In telomerase-deficient yeast cells, like equivalent mammalian cells, telomeres shorten over many generations until a period of senescence/crisis is reached. After this, a small fraction of cells can escape senescence, principally using recombination-dependent mechanisms. To investigate the pathways that affect entry into and recovery from telomere-driven senescence, we combined a gene deletion disrupting telomerase (est1δ) with the systematic yeast deletion collection and measured senescence characteristics in high-throughput assays. As expected, the vast majority of gene deletions showed no strong effects on entry into/exit from senescence. However, around 200 gene deletions behaving similarly to a rad52δ est1δ archetype (rad52δ affects homologous recombination) accelerated entry into senescence, and such cells often could not recover growth.

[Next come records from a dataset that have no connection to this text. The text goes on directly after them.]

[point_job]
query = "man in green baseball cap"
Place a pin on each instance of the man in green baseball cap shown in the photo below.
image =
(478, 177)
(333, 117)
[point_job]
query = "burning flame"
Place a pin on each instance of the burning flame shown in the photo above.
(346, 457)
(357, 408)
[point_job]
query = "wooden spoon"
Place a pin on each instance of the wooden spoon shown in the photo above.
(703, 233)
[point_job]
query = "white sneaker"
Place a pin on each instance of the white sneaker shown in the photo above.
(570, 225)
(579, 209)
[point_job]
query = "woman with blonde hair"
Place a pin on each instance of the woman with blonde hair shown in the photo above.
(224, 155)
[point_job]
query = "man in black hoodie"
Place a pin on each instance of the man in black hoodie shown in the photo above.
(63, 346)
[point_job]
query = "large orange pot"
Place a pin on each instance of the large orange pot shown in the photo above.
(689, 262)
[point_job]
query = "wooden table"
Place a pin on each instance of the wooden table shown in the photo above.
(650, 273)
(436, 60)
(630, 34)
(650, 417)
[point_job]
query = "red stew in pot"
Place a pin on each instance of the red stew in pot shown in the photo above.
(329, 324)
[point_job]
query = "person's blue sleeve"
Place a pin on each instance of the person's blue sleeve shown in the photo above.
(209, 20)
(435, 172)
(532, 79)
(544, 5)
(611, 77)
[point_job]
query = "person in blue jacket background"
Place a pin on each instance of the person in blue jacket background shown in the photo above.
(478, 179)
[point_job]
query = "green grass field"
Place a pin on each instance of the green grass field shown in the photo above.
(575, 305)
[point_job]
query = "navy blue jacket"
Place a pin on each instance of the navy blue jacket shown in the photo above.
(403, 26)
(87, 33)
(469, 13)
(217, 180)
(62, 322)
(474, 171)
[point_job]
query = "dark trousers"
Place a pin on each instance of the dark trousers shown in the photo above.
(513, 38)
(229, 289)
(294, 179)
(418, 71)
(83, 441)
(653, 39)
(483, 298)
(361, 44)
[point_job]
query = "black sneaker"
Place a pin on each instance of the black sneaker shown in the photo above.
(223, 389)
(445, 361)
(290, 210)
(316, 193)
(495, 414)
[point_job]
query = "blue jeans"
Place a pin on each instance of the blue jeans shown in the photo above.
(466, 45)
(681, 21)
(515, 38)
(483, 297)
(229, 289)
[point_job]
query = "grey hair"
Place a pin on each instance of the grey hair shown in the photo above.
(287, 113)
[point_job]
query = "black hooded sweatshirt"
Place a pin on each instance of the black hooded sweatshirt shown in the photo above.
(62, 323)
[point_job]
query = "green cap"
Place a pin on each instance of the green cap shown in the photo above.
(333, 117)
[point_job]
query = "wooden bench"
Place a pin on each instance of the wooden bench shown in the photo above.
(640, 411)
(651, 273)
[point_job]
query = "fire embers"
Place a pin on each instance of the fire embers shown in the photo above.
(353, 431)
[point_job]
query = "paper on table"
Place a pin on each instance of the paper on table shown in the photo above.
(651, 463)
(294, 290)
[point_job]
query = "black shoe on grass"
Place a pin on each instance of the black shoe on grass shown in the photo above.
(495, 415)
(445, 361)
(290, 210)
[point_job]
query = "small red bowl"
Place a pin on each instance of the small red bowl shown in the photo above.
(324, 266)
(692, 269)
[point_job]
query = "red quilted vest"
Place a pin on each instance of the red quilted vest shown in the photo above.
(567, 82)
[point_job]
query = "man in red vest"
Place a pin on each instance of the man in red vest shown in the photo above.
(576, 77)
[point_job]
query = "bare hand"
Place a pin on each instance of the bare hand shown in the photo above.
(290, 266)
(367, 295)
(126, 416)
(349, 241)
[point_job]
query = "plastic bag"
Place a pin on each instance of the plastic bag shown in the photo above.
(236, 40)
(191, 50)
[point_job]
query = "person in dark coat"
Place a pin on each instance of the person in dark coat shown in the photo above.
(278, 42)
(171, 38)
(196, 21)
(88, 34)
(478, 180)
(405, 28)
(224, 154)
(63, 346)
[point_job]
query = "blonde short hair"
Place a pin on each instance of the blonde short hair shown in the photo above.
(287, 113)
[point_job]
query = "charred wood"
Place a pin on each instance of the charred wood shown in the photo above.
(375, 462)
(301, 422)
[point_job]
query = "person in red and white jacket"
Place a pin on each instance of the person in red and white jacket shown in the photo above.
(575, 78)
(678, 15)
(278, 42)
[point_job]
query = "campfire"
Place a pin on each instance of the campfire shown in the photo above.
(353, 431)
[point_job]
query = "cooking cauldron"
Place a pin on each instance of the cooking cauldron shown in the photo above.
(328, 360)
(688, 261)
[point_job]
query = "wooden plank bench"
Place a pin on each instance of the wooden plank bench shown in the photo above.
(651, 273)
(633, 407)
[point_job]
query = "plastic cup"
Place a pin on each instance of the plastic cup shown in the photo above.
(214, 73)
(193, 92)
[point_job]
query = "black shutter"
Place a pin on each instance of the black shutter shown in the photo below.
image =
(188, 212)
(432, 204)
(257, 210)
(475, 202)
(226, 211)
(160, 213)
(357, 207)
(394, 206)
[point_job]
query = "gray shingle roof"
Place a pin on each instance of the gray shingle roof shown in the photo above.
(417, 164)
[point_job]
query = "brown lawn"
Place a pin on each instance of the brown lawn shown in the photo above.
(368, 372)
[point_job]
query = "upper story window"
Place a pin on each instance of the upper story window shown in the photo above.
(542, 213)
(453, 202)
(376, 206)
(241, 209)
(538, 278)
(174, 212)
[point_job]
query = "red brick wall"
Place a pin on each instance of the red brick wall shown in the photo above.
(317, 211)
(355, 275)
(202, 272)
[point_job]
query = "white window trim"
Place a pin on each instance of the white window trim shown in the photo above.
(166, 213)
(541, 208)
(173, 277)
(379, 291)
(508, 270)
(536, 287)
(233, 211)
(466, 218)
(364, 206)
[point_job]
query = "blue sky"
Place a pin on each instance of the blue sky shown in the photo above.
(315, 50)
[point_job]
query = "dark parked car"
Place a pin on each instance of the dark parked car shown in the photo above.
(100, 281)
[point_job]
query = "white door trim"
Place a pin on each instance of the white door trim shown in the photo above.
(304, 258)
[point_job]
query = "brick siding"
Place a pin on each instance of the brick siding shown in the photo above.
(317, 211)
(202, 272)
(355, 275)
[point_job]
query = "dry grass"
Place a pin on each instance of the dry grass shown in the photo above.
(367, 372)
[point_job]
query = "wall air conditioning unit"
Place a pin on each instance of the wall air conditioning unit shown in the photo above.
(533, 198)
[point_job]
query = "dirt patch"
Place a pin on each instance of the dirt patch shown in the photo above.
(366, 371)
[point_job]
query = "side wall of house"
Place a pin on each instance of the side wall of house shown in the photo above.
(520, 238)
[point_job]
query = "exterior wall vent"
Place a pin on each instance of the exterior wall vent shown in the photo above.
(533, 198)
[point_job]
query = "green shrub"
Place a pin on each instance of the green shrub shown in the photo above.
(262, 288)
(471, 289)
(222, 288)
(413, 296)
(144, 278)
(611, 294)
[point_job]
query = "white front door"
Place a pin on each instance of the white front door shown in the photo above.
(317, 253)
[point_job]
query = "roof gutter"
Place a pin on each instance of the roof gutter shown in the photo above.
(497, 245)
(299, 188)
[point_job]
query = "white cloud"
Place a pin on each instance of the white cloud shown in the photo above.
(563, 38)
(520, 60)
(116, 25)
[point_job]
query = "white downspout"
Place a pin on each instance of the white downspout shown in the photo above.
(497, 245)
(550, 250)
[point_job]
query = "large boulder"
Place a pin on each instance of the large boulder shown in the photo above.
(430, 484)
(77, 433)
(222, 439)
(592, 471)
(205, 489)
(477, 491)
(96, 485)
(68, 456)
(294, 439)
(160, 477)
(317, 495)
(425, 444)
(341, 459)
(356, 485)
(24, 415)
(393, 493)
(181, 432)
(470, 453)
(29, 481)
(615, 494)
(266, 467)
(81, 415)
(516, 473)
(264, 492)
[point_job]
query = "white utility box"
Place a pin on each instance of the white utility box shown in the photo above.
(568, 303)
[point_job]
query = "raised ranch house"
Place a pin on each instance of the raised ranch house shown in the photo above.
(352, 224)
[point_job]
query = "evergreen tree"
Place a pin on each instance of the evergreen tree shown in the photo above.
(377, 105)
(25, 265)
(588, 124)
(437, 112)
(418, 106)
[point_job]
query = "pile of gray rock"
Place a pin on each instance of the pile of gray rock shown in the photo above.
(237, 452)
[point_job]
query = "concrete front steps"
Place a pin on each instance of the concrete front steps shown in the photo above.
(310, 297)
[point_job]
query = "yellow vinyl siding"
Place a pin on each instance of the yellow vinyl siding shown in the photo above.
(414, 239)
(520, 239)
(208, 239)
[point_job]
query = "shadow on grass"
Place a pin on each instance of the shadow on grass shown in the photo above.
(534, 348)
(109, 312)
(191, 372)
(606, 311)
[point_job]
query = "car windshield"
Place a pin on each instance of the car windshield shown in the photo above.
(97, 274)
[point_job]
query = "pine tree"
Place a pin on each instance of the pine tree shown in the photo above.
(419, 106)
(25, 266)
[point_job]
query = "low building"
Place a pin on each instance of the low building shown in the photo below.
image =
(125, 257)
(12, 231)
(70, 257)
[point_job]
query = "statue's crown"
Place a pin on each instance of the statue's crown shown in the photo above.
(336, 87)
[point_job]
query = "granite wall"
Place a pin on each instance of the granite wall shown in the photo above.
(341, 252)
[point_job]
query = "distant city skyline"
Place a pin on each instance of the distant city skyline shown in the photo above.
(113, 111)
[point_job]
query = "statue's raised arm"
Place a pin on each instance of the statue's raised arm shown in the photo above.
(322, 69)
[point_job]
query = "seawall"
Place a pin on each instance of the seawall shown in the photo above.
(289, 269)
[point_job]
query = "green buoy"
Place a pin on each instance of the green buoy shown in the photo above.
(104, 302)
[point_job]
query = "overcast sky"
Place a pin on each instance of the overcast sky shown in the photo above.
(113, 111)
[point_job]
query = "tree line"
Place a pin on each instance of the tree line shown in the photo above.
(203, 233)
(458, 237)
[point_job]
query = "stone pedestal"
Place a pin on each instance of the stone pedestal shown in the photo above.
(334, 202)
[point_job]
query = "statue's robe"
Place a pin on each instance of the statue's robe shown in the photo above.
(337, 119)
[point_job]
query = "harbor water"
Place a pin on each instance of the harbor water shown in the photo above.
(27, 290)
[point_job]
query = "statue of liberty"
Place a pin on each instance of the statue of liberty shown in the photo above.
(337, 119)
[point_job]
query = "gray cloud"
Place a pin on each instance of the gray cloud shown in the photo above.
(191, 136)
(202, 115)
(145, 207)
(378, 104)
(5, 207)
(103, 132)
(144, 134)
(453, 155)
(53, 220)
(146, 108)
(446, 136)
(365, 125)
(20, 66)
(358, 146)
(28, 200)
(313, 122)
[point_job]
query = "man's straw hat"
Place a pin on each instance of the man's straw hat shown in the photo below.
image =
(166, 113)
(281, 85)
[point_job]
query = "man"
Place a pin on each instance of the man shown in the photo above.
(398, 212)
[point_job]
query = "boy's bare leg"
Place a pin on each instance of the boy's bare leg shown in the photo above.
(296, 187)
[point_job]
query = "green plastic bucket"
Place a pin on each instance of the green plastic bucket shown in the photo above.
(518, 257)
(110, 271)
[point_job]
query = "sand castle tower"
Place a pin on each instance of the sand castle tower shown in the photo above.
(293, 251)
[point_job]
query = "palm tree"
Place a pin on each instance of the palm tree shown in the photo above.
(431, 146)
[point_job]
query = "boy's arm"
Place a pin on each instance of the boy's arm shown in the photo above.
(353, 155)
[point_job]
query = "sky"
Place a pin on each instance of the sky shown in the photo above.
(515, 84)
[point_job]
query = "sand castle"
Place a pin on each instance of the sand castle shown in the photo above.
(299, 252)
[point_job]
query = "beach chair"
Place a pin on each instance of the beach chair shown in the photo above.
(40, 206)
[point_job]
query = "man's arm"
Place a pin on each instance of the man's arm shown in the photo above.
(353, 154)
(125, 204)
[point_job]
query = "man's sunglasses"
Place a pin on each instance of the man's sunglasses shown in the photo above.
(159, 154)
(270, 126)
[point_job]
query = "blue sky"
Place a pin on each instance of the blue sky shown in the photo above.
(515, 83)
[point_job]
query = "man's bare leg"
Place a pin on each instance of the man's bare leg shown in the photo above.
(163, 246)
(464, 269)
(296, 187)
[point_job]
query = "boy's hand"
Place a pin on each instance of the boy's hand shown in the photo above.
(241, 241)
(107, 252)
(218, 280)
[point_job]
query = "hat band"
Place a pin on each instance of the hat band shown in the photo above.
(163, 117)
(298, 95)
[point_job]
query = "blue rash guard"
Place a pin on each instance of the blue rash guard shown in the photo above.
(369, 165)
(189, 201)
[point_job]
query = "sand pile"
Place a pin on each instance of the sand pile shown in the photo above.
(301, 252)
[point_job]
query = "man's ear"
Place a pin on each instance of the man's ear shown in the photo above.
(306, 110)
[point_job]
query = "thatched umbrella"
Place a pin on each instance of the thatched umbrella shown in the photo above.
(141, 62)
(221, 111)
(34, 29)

A smaller number of strains similar to a rif1δ est1δ archetype (rif1δ affects proteins that bind telomeres) accelerated entry into senescence but also accelerated recovery from senescence. Our genome-wide analysis identifies genes that affect entry into and/or exit from telomereinitiated senescence and will be of interest to those studying telomere biology, replicative senescence, cancer, and ageing. Our dataset is complementary to other high-throughput studies relevant to telomere biology, genetic stability, and DNA damage response. © 2011 Chang et al.